I can’t remember when I first heard of, and started reading, Fuchsia Dunlop, the great scholar, eater and creator of Chinese food. In some ways it seems like she’s always been there.
Illustration by Anna Higgie |
But I do know she was in the anthology The Wurst of Lucky Peach, a celebration of the sausage, in which she writes about opka hesip — sausage and stuffed lung — a favorite of the Uyghur people apparently.
Fucshia Dunlop wrote in that anthology “Cooked, the sausages are pleasantly piquant, the lung a strange hybrid of savory custard and offal that appeals, surprisingly, to those who like English puddings.” Now as then, I have to take her word for that. Apparently opka hesip looks like this:
Anyway I was in Hatchards bookshop last week and I bought a copy of Fuchsia Dunlop’s Invitation to A Banquet – The Story of Chinese Food. And it’s signed!!
It’s a deeply serious and erudite history of Chinese eating culture, with chapters on rice, knife scraped noodle, shunde and cultural appropriation, among many other topics. But that doesn’t mean it’s not fun.
It may be a measure of my own shallow-mindedness that the chapter I’ve liked best so far is titled ‘The Lure of the Exotic.’
Now we all now that in these days of saving the planet there are all kinds of things we’re not supposed to eat, including Chinese delicacies such as bear paw and shark skin soup, and Fuchsia Dunlop is a great cheerleader for sustainability, but back in the day she was obviously an enthusiast for eating the unusual if not the downright forbidden.
Mea culpa: I did once eat bear, which was terrific, cooked (and I assume killed) by Steve Rinella. And it is in fact legal to hunt and eat bear in much of the United States. I’m rather more upset that once, at a Chinese wedding, I did have shark fin soup – I only knew what it was afterwards – and I don’t think it was worth killing a shark for.

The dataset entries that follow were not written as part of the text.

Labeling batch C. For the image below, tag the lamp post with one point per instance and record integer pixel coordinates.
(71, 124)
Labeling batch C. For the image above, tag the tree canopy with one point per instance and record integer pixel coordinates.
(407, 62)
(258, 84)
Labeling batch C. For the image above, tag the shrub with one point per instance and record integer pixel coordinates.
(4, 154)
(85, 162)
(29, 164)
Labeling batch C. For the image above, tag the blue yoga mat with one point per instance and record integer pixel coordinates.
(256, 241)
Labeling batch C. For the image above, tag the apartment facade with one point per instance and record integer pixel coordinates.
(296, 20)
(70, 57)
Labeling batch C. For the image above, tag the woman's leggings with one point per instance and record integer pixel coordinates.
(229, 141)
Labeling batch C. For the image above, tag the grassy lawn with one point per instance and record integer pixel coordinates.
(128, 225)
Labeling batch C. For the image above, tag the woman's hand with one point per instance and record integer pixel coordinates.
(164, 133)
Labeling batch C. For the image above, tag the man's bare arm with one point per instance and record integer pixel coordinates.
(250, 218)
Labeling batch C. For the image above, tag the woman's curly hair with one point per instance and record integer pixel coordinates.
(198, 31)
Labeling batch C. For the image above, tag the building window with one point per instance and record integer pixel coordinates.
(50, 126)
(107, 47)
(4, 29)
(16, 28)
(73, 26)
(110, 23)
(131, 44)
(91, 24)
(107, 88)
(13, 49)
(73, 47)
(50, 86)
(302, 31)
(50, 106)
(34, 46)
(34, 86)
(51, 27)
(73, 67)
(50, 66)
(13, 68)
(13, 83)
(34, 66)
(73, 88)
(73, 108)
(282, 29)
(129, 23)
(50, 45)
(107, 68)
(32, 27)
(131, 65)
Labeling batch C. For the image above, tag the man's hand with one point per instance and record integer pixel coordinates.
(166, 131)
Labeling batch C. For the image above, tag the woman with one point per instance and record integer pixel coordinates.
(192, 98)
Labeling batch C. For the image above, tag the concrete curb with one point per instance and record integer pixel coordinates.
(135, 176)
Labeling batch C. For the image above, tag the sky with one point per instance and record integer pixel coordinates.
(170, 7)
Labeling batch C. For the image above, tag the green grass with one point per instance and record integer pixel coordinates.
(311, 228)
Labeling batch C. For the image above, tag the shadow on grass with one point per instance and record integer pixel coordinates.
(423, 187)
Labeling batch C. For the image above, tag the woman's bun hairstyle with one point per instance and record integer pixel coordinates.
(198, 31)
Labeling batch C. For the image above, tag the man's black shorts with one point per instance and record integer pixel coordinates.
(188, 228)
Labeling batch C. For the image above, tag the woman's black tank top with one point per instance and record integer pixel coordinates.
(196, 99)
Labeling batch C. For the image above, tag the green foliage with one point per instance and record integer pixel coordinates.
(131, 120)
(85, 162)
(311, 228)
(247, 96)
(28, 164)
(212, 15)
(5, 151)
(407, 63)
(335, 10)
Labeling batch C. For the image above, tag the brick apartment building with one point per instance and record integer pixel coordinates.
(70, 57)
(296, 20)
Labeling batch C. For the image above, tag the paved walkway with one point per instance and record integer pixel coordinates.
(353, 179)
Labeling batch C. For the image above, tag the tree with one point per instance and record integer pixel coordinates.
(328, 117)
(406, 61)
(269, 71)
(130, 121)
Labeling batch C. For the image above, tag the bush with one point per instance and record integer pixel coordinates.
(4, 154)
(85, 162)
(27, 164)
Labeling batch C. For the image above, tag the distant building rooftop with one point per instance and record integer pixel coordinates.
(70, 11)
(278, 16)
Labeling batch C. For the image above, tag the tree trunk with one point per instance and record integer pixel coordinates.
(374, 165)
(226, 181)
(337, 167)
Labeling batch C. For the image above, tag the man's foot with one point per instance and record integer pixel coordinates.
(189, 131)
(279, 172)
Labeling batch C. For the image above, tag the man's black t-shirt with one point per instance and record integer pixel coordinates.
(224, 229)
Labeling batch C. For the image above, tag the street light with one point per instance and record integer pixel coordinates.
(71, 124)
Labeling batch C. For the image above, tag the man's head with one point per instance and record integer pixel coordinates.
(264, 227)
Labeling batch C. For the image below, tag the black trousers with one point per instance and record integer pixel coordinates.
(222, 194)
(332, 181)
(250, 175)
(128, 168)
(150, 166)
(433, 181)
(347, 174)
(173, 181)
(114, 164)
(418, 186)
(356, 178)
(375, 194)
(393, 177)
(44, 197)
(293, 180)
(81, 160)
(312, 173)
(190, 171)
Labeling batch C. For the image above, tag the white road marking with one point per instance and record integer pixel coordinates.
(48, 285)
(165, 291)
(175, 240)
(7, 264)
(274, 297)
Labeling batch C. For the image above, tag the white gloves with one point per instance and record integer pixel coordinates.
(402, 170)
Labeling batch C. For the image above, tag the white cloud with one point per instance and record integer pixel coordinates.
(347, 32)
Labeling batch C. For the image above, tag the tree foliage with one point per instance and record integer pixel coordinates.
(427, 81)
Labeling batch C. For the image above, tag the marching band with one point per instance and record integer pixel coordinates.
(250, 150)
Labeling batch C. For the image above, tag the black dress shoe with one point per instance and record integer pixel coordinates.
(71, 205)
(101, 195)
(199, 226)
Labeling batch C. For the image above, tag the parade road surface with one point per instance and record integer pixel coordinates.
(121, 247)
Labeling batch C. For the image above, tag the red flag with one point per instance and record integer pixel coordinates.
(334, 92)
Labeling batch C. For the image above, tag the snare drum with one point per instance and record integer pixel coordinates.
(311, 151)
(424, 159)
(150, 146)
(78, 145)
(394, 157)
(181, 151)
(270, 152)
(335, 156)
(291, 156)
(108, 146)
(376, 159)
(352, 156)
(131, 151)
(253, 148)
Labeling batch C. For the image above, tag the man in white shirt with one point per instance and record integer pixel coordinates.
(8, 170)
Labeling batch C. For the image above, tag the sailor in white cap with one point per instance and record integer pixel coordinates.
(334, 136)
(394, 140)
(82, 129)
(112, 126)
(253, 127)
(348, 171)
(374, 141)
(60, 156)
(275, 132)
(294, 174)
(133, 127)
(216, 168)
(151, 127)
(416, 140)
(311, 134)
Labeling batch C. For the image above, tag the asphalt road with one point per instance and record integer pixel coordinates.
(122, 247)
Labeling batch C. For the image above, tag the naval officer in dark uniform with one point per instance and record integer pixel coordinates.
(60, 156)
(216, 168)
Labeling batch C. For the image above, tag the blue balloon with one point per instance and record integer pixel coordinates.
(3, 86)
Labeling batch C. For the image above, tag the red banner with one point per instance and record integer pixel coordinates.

Nevertheless, I do still get a frisson when I read Fuchsia Dunlop’s tales of the eating of leopard foetus which might on occasion be imitation leopard’s foetus, or the ovarian fat of the snow frog which can look like this:
And then there's the Moose face. Fuchsia Dunlop has a friend who gave her a dish called ‘red braised qilin face’ (hongshao qilin mian). The qilin is a mythical creature, somewhere between a unicorn and a musk deer, and is sometimes depicted like this:
But the one she ate was made with the face of an elk. “And there it was, an actual elk’s face, or rather its large nose, bizarre and amazing, lying in a pool of sauce on a great round platter and there I was staring into its enormous flared nostrils.’ Reader I salivated. She continues, “it was utterly delicious, neither meat nor fat for skin, springy and sticky, while also soft as butter.” I’m convinced! And she adds, “I knew I would probably never taste such a thing again.”
Anyway, I’m glad she said probably and didn’t rule it out altogether.